A powerful laser can turn incandescent lamps into power-sippers, said optics researchers at the University of Rochester. The process could make a light as bright as a 100-watt lamp consume less electricity than a 60-watt lamp, while remaining cheaper and radiating a more pleasant light than fluorescent technologies.
The laser process creates a unique array of nano- and microscale structures on the surface of a regular tungsten filament—the tiny wire inside a light bulb—and these structures make the tungsten become far more effective at radiating light.
“We’ve been experimenting with the way ultra-fast lasers change metals, and we wondered what would happen if we trained the laser on a filament,” said Chunlei Guo, associate professor of optics at the University of Rochester. “We fired the laser beam right through the glass of the bulb and altered a small area on the filament. When we lit the bulb, we could actually see this one patch was clearly brighter than the rest of the filament, but there was no change in the bulb’s energy usage.”
The key to creating the super-filament is a brief, intense beam of light called a femtosecond laser pulse. The laser burst lasts only a few quadrillionths of a second. To grasp that kind of speed, consider that a femtosecond is to a second what a second is to about 32 million years. During its brief burst, Guo’s laser unleashes as much power as the entire grid of North America onto a spot the size of a needle point. That intense blast forces the surface of the metal to form nanostructures and microstructures that dramatically alter how efficiently light can radiate from the filament.
“We knew it should work in theory,” Guo said, “but we were still surprised when we turned up the power on this bulb and saw just how much brighter the processed spot was.”

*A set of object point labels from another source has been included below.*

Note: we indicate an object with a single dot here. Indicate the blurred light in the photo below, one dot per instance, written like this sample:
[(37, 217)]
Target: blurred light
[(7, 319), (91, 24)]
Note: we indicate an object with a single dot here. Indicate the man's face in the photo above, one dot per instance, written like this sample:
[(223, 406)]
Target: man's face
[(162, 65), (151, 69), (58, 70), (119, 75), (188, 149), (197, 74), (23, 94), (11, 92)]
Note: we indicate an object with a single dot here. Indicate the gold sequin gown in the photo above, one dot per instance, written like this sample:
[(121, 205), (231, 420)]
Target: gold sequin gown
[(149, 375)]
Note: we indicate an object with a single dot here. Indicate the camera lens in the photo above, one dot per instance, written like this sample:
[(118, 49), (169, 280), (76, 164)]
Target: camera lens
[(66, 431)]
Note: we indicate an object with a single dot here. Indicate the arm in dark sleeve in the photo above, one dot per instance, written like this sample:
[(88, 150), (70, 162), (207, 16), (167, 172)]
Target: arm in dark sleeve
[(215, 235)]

Despite the intensity involved, the femtosecond laser can be powered by a wall outlet, meaning that when the process is refined, implementing it to augment regular light bulbs should be relatively simple.
In addition to increasing the brightness of a bulb, Guo’s process can be used to tune the color of the light. In 2008, his team used a similar process to change the color of nearly any metal to blue, gold, gray and black. Though Guo cannot yet make a simple bulb shine pure blue, for instance, he can change the overall radiated spectrum so that the tungsten, which normally radiates a yellowish light, could radiate a more purely white light.
Guo’s team even has been able to make a filament radiate partially polarized light, which until now has been impossible without filters that reduce the bulb’s efficiency.
The team is now working to discover what other aspects of a common light bulb they might be able to control.